20 January 2009

Barack Obama, the 44th president of the United States, brings a life story unlike that of any previous U.S. leader. The biracial son of a Kenyan father and a white mother from the American heartland, Obama shot to national prominence with a well-received keynote speech at the Democratic National Convention in 2004, in which he said:
There’s not a liberal America and a conservative America — there’s the United States of America. There’s not a black America and white America and Latino America and Asian America; there’s the United States of America. … We are one people, all of us pledging allegiance to the Stars and Stripes, all of us defending the United States of America.
Obama was elected to the U.S. Senate from the state of Illinois that year. Just four years later, he clinched the Democratic nomination for the White House and won the presidential election against Republican candidate Senator John McCain.
The Early Years
Barack Obama’s parents came from vastly different backgrounds. His mother, Ann Dunham, was born and raised in small-town Kansas. After her family moved to the Hawaiian Islands, she met Barack Obama Sr., a Kenyan scholarship student enrolled at the University of Hawaii. The two married in 1959, and on August 4, 1961, Barack Obama Jr. was born in Honolulu. Two years later, the senior Obama left his young family, first for graduate study at Harvard and then for a job as a government economist back in Kenya. Ann and Barack Sr. divorced, and the young Obama met his father again only once, at age 10.
When Obama was six years old, his mother remarried, this time to an Indonesian oil executive. The family moved to Indonesia, and Obama spent four years attending school in the capital city of Jakarta. He eventually returned to Hawaii and went to secondary school there while living with his maternal grandparents.
Obama left Hawaii to attend Occidental College in Los Angeles for two years. He later moved to New York City and earned a bachelor of arts degree from Columbia University in 1983.
Called to Public Service
Obama began his career as a financial writer with an international consulting firm in New York, but left that job in 1985 and headed to Chicago. There, he worked as a community organizer for a coalition of local churches to help rebuild communities devastated by the closure of local steel plants.

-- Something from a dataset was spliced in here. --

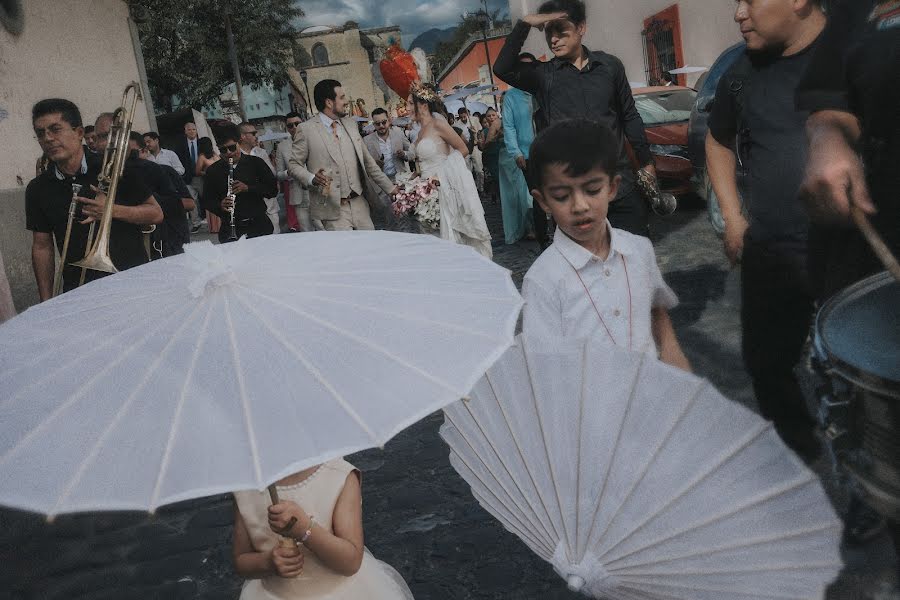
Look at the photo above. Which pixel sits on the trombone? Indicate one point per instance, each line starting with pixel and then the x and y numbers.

After three years of this work, Obama decided to attend Harvard Law School, where he distinguished himself by being elected the first African-American president of the prestigious Harvard Law Review and graduating magna cum laude in 1991.

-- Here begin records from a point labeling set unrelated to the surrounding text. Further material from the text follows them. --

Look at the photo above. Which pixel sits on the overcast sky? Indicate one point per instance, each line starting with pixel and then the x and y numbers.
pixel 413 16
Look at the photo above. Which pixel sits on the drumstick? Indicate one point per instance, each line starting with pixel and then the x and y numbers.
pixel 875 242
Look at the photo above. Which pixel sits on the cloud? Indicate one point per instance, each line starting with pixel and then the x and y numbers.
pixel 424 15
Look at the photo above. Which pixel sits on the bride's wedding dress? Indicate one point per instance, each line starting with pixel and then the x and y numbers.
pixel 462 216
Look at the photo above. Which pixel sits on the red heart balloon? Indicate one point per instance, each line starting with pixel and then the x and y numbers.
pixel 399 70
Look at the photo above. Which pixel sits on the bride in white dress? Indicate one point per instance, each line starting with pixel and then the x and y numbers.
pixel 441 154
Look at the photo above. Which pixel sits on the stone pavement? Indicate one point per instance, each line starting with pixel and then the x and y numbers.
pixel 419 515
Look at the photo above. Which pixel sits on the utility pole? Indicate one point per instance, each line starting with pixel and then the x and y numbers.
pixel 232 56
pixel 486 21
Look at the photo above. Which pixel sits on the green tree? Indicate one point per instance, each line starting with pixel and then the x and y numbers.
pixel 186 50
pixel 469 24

Obama returned to his adopted hometown of Chicago, where he practiced civil rights law, taught constitutional law at the University of Chicago, worked on voter registration in Chicago to help Democratic candidates In 1992 he married Michelle Robinson, another Harvard Law graduate. Barack and Michelle Obama have two daughters, Malia, 10, and Sasha, 7.
Obama made his first run at elective office in 1996, winning a seat in the Illinois State Senate. His legislative accomplishments over the next eight years in the state senate included campaign finance reform, tax cuts for the working poor, and improvements to the state’s criminal justice system.
The National Stage
After an unsuccessful run for the U.S. Congress in 2000, Obama ran for the U.S. Senate in 2004. He easily captured the Democratic nomination, winning a greater share of the vote — 53 percent — than his six opponents combined.
His speech at the 2004 Democratic National Convention, with its soaring, polished language on the need to transcend partisan divisions and its call for a “politics of hope” rather than a politics of cynicism, catapulted Obama into the national media spotlight. He went on to win handily in the Senate race that autumn, capturing an overwhelming 70 percent of the popular vote.
Running for President
The long Democratic primary election campaign of 2008, with elections or caucuses in all 50 U.S. states, was historic in several ways. African-American and women candidates had run for the presidency before, but this time the two front-runners were a woman and an African American.
The Obama camp’s innovative strategy of targeting states that used caucuses rather than primaries to select delegates and focusing on smaller states that traditionally voted Republican in the general election paid off; he clinched the Democratic Party nomination and went on to defeat Republican John McCain for the presidency.
An Obama Presidency
Barack Obama is the among the youngest U.S. presidents. Born toward the end of the 1946-1964 baby-boom generation, he is the first president to have come of age in the 1980s. The atmosphere in which he grew up was markedly different from the socially tumultuous 1960s that shaped the outlook of earlier baby boomers.
The New Yorker magazine’s Larissa MacFarquhar offered one theory on Obama’s noticeable appeal across traditional political lines. “Obama’s voting record is one of the most liberal in the Senate,” she observed, “but he has always appealed to Republicans, perhaps because he speaks about liberal goals in conservative language.”
The Washington Post political columnist E.J. Dionne may have summed up perfectly the serendipitous confluence between Obama’s candidacy and the American zeitgeist when he wrote:
Change, not experience, was the order of the day. Sweep, not a mastery of detail, was the virtue most valued in campaign oratory. A clean break with the past, not merely a return to better days, was the promise most prized.